No tardó mucho en circular por la multitud esta determinacion prudente asaz para servir de discusion en un gabinete, pero poco eficáz para acallar la exaltacion de un pueblo como el de Valencia, puesto en movimiento, y arrebatado por el primer impulso de su revolucion. Acaso el descontento que se observó al rededor de la audiencia se trasmitió por conducto de los grupos que circulaban por toda la ciudad hasta la plaza de las Pasas, donde al mismo tiempo sucedia otra escena de no menor importancia que la que vamos describiendo. Hallábase en aquella plaza reunida mucha gente que ansiosa de saber el resultado de las providencias que esperaban del acuerdo, veia pasar el tiempo con una lentitud que solo en los momentos de crisis y de grandes calamidades parece eterno y pesado. Harto ya, pues, sin duda de esperar un tal Vicente Domenech (conocido por el Palleter, porque vendia pajuelas) se desciñó la faja encarnada que llevaba, y rompiéndola en varios girones los repartió entre algunos de sus compañeros, y reservándose el mas grande, la ató en la punta de una caña, junto con dos estampas representando la una la imágen de la Virgen de los Desamparados, que llevaba consigo, y la otra el retrato del rey, que recogió de las que Vicente Beneito arrojó con profusion desde una de las ventanas de su casa. Practicado esto, enarboló Domenech su improvisada bandera en medio de las repetidas aclamaciones y vitores de la multitud y seguido por numerosos grupos se dirigió á la contigua plaza del Mercado. De este modo llegaron á la puerta de una casa, donde se espendia el papel sellado,

y pidieron que se les entregase todo inmediatamente. Imposible fuera al espendedor resistir á aquella fuerza amenazante y entusiasta, y así no opuso dificultad á la entrega del papel. Apenas llegó uno de los pliegos á las manos de Domenech, se encaramó en una silla, lo rasgó á la vista de todos, y dijo en nuestro idioma: «Un pobre palleter li declara la guèrra á Napoleon: ¡viva Fernando VII y muiguen els traidors (1)!" Un prolongado grito de aprobacion contestó á esta corta arenga, tan original como sencilla, y tan enérgica como atrevida. Algo de grande ofrecia aquel hombre oscuro con su bandera de caña, y su rostro polvoroso, desafiando el poder colosal del gigante de la Europa desde un rincon de Valencia, á la vista del pueblo inmenso que llenaba confusamente la estensa plaza del Mercado y á la sombra del colosal edificio de la lonja de la seda.
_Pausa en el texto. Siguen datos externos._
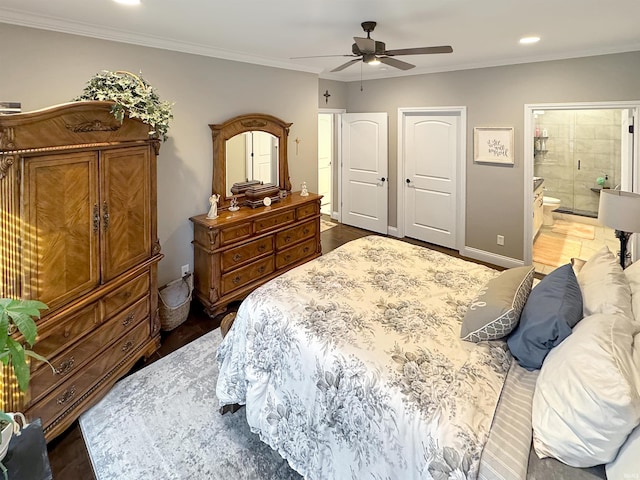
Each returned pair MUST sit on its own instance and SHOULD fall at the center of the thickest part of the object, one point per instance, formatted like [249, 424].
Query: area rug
[326, 224]
[574, 229]
[163, 422]
[555, 251]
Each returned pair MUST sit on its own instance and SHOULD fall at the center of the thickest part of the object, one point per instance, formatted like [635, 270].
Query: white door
[365, 171]
[325, 160]
[431, 155]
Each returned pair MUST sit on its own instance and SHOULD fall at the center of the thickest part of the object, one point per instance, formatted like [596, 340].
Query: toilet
[549, 204]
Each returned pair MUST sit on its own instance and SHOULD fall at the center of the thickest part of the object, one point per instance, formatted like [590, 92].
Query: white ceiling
[269, 32]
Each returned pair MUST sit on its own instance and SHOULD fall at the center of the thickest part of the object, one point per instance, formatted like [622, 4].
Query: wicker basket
[175, 301]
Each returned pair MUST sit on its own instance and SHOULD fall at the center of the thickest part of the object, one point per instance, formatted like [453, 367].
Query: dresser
[78, 213]
[239, 251]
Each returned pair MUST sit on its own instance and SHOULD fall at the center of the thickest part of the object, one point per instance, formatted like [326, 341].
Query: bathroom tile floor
[579, 245]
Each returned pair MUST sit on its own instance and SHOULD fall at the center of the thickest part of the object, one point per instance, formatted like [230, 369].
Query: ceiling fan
[374, 52]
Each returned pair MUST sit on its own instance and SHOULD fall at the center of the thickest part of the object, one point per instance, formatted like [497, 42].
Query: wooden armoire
[78, 232]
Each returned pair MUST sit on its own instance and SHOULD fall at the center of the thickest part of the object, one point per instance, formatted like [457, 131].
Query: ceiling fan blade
[396, 63]
[366, 45]
[345, 65]
[420, 50]
[323, 56]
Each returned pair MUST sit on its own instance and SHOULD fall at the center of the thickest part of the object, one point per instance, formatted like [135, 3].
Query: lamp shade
[619, 210]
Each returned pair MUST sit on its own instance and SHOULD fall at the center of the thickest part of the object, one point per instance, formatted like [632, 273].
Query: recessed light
[528, 40]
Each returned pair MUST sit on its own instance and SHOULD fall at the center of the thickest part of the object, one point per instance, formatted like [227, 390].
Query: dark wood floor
[67, 453]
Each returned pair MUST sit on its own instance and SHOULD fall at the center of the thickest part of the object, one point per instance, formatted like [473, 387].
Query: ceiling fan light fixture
[529, 40]
[371, 59]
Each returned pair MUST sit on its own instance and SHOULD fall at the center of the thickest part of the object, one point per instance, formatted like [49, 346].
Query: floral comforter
[351, 366]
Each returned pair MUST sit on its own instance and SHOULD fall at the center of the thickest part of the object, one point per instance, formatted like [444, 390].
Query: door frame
[529, 109]
[461, 167]
[337, 160]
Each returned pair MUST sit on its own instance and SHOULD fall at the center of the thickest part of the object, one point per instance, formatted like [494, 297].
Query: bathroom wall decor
[493, 145]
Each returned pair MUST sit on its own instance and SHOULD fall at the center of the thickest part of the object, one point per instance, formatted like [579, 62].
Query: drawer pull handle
[65, 367]
[128, 319]
[96, 218]
[67, 395]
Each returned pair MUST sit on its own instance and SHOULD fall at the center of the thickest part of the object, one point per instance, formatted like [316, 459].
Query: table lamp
[620, 211]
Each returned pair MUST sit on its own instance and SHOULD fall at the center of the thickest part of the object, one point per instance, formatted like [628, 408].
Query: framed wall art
[493, 145]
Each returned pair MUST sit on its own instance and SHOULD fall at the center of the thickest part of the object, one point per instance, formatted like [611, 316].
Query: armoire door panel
[125, 209]
[60, 230]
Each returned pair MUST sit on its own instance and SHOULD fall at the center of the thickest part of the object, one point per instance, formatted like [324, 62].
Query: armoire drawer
[235, 233]
[55, 339]
[74, 388]
[274, 221]
[294, 234]
[295, 253]
[244, 253]
[68, 362]
[244, 275]
[307, 210]
[125, 295]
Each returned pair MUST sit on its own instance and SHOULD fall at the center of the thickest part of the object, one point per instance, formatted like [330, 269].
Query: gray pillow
[495, 312]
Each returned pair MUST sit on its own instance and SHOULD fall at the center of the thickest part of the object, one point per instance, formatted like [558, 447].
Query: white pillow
[627, 463]
[604, 286]
[586, 400]
[632, 272]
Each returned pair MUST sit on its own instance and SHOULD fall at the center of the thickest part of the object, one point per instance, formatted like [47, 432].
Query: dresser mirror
[249, 147]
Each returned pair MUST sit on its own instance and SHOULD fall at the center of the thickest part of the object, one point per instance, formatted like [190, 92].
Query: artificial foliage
[19, 315]
[132, 95]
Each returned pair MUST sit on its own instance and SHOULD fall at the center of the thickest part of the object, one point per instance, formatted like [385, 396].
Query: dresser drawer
[125, 295]
[244, 275]
[296, 253]
[294, 234]
[274, 221]
[233, 234]
[68, 362]
[240, 255]
[53, 340]
[73, 389]
[307, 210]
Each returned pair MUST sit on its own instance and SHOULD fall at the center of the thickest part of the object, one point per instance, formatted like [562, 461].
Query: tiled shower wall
[592, 137]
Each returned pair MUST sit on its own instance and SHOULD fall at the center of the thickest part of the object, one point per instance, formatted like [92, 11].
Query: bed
[352, 366]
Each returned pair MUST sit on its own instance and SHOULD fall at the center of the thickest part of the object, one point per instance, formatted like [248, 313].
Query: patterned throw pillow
[495, 312]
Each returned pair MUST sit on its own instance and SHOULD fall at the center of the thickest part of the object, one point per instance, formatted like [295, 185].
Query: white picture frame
[493, 145]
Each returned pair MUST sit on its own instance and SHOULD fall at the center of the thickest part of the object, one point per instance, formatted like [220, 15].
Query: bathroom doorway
[574, 151]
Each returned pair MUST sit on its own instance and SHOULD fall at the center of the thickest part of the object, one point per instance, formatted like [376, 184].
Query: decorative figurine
[213, 211]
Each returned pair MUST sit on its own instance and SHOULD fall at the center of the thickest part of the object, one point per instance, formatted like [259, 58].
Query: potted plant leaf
[17, 316]
[133, 95]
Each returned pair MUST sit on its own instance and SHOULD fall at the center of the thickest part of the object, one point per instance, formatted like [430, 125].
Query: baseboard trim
[492, 258]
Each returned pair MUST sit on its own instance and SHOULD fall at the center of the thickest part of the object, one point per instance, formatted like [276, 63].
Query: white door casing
[325, 160]
[430, 147]
[365, 171]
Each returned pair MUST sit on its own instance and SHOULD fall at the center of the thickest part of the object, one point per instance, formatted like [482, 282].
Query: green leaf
[18, 361]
Así que Domenech concluyó de hablar, sus compañeros rasgaron y pisaron todo el papel sellado que pudieron haber á las manos, desapareciendo por consiguiente la nota mandada poner por el consejo de Castilla, que decia: «Valga para el gobierno del lugar-teniente general del reino." Nuevas aclamaciones siguieron á este principio del triunfo del pueblo, y los gritos de su entusiasmo repetidos por todas partes y continuados por los pelotones, que se dirigian hacia la calle de Caballeros y plaza de la Seo, fueron á aumentar el tumulto que tronaba todavía delante de la audiencia. Con la llegada de los del Mercado se renovó la agitacion, y sin dar tiempo á nuevas deliberaciones se pidió se sacase el venerable estandarte de la ciudad, para proclamar solemnemente al rey Fernando, por cuya defensa ofrecian sus bienes y sus vidas: designábase por general al conde de Cervellon, y unos eran los sentimientos, una la conviccion, unos los deseos, y sincero el juramento de lealtad, con que aquella multitud manifestaba sus opiniones. Solo la influencia del P. Rico, apoyado por las reflexiones de Amorós y del P. Martí, pudieron conseguir calmar la agitacion que crecia por momentos, restablecer la tranquilidad, reanimar la confianza, moderar aquella exaltacion febril, que nada podia contener, y conseguir unas treguas para redactar el siguiente bando, que se publicó inmediatamente, en el que no tuvieron poca

(1) Un pobre vendedor de pajuelas le declara la guerra á Napoleon: ¡ viva Fernando VII y mueran los traidores!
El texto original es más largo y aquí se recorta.